Beyond object method dispatch, lambda passing style would be another source of unstable transfer points. Custom lambdas passed into central utilities are often per-use closures. On the upside, the actual function that will be called is hoisted all the way up to an input parameter, which again would be an ideal for software injecting “upcoming|next EBB” hints into the prefetcher.
For context, how many cycles ahead of an exit would the exit table need to be notified in order to prefetch code from cache to execute without any stalls? I suspect this would vary between family members. If it’s under 10, I would imagine software hints could eliminate stalls for many truly unstable dispatched exits.
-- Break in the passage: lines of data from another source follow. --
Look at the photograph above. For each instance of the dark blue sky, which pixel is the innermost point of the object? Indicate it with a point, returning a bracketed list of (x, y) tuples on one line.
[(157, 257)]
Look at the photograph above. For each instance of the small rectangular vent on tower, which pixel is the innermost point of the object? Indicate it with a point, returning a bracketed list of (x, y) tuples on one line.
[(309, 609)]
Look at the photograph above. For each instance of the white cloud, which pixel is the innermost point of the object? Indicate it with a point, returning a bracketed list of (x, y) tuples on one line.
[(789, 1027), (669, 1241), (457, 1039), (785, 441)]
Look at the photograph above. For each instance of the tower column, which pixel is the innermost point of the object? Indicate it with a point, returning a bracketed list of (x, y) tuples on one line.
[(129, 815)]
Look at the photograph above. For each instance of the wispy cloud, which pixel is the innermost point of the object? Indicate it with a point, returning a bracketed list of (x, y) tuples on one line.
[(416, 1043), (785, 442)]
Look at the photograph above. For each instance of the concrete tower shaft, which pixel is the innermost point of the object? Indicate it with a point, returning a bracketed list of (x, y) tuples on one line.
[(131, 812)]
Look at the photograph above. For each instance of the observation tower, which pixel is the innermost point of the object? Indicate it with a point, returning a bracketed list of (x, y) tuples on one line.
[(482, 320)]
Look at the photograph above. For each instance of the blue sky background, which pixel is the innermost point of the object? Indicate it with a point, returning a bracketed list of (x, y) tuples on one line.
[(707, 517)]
I agree that DRAM latency isn’t worth considering in these optimization scenarios. However, if the 5-cycle mispredict penalties are a concern, the fact remains that the absolute correct target for fully dynamic dispatch should be available in the software view far enough ahead of the call in enough situations to be beneficial to the hardware mechanism. The problem is communicating it from software into hardware.
The Mill has software-controlled prefetching of data via speculation, but not software-controlled prefetching of code (that we’ve seen). If the hardware predictor consistently fails for a dispatched usage case, there’s no other way to update or augment its functionality.
Having a compiler decide between whether to generate preemptive dispatch hints vs letting the predictor attempt to compensate would probably best be left to runtime log feedback, and might not be used by all compilers. But not having that option at all seems to me to be missing functionality that manifests in penalizing dynamic code.
(Obviously, hopping through multiple layers of dynamic indirection quickly would likely cause stalls no matter the prefetch mechanism, but most dynamic designs boil down to just one indirection per function call.)